Quaint streets in Dorset
Expect lots of traditional stoned houses and quaint villages along the Jurassic Coas

Corfe Castle

Take a little detour inland to visit Corfe Castle. The ruins of this fortification stand above the village of the same name, which has a handful of pubs and small tea houses, perfect for an afternoon tea with scones, cream and jam. The old defensive castle, which dates from Roman times, is one of the most popular National Trust sites in the country.

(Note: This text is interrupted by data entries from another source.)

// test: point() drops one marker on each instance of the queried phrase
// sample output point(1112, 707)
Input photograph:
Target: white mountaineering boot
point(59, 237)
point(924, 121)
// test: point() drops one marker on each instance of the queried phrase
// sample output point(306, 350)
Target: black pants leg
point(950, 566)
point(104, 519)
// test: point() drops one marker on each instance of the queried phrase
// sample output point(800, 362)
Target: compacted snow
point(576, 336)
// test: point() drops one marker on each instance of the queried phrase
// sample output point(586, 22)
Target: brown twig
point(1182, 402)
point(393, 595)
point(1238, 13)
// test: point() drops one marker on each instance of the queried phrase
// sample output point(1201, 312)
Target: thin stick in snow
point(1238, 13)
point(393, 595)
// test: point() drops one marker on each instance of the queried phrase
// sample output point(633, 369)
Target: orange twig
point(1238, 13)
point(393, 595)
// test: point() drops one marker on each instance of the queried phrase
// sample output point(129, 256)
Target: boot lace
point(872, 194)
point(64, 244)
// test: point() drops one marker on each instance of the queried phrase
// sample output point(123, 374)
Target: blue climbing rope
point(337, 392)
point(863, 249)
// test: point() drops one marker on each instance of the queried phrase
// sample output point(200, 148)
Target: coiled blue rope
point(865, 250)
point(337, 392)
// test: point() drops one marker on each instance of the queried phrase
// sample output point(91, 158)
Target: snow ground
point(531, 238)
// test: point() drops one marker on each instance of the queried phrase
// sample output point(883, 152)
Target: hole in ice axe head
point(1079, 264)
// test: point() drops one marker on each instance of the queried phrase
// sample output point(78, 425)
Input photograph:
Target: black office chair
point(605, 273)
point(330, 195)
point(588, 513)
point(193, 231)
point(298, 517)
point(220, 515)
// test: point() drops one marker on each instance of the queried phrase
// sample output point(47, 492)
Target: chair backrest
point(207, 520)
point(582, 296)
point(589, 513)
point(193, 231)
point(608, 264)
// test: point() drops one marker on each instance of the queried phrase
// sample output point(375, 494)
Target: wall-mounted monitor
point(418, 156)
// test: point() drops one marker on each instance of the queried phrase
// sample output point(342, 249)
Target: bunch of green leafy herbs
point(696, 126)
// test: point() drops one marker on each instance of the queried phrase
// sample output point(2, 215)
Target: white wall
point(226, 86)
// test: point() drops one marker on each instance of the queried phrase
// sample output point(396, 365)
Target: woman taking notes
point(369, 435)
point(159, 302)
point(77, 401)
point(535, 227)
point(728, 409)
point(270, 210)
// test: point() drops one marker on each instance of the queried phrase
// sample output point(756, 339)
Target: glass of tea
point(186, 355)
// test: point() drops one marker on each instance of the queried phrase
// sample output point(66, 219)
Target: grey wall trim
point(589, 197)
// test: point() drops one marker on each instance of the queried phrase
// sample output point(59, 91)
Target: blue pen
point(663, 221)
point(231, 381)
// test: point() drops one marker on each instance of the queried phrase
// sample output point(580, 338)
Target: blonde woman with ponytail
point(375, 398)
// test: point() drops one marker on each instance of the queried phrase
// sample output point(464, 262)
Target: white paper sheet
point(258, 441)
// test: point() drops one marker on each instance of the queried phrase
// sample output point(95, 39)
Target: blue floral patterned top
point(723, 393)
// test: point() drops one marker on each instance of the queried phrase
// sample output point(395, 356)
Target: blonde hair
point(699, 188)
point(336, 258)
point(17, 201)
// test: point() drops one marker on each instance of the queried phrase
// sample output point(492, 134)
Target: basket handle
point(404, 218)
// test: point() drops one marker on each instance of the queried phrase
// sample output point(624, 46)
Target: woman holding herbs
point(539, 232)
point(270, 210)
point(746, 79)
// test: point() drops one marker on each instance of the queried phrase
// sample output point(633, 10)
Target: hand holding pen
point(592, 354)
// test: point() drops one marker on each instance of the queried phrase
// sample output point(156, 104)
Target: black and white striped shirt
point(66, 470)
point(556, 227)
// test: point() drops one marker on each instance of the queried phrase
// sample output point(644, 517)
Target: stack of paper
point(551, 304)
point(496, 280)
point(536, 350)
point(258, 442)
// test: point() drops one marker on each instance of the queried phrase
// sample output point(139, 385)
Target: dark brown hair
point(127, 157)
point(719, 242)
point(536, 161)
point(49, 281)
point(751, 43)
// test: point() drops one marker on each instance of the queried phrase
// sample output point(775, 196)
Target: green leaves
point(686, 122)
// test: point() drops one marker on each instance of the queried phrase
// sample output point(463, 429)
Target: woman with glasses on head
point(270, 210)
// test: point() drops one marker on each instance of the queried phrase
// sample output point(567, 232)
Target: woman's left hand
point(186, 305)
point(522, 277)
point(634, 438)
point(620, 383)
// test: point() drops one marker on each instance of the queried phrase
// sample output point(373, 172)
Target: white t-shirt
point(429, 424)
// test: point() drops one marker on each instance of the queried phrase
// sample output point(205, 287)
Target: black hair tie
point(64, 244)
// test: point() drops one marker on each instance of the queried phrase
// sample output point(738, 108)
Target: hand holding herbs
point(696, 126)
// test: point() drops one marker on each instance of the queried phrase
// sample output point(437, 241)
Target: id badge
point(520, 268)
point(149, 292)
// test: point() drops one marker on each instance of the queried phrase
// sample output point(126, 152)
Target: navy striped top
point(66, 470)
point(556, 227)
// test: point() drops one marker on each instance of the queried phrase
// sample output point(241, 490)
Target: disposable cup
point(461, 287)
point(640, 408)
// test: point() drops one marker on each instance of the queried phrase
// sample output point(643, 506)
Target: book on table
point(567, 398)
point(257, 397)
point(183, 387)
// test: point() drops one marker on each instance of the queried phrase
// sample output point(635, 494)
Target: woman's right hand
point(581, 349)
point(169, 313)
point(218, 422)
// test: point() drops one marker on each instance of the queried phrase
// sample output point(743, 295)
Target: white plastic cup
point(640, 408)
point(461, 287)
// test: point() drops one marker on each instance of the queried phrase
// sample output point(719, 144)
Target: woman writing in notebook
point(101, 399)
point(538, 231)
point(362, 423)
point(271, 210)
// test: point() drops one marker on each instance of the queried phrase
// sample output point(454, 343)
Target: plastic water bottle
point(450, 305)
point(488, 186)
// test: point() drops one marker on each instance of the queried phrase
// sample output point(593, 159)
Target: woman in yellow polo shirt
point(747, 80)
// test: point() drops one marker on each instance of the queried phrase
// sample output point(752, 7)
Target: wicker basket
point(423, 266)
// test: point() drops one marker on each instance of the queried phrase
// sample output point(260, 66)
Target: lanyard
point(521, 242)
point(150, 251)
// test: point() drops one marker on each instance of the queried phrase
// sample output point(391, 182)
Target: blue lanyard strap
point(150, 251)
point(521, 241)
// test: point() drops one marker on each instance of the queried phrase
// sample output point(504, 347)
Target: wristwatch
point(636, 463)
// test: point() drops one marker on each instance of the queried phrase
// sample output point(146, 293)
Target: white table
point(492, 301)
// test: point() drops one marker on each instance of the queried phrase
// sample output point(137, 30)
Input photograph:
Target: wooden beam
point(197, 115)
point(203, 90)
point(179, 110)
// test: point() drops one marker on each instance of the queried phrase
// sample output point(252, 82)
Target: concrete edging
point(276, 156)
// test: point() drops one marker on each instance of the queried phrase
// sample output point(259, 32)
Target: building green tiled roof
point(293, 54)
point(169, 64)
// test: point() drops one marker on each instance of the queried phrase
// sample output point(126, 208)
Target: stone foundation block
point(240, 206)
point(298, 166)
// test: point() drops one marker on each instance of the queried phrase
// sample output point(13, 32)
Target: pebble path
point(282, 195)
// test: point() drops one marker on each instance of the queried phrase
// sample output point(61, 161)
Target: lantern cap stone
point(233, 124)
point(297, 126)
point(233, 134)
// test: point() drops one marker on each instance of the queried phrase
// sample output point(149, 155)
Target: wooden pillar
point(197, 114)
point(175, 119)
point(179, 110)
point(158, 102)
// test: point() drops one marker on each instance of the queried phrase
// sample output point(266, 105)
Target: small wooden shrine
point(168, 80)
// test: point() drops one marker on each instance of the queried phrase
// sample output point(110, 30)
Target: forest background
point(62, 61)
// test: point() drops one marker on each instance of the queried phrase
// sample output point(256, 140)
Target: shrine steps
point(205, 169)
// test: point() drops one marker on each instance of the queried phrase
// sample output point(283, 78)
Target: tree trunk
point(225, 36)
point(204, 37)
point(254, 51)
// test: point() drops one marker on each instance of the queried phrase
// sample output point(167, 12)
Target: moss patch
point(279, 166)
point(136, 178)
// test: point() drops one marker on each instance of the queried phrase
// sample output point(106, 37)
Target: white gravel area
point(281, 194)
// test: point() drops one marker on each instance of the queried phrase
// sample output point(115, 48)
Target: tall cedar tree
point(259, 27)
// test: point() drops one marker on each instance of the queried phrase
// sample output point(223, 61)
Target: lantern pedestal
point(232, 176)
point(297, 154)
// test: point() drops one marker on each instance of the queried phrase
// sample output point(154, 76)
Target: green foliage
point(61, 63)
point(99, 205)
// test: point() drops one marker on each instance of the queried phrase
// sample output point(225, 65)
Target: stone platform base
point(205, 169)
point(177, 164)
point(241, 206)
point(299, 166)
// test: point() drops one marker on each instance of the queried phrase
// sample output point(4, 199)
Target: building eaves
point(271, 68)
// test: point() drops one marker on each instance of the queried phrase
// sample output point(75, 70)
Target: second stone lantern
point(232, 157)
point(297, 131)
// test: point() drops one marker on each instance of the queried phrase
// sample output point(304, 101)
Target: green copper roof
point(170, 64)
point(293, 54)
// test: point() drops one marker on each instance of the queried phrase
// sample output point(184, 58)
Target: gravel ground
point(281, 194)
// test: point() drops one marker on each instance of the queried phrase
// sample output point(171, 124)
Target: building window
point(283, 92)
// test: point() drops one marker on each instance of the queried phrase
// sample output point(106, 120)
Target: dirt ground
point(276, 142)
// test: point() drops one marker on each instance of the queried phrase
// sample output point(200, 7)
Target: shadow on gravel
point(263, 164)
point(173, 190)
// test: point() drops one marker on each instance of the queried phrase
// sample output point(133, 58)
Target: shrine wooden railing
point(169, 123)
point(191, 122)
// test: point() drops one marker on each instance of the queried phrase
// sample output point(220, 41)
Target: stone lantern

Corfe Castle Jurassic Coast Road Trip
The remains of Corfe Castle, built in the 11th century by William the Conqueror

Kimmeridge Bay

This tiny fishing village is actually on private land. This means you must pay an entrance/parking fee to drive down here. The rocks stretch out into the water, and it’s one of the most popular spots to look for fossils on the beach, thanks to the continual erosion of the cliffs here. While many people do skip Kimmeridge because of the cost and it being a little bit of a detour, it is one of my favourite beautiful places to spend a few hours along the Jurrasic Coast.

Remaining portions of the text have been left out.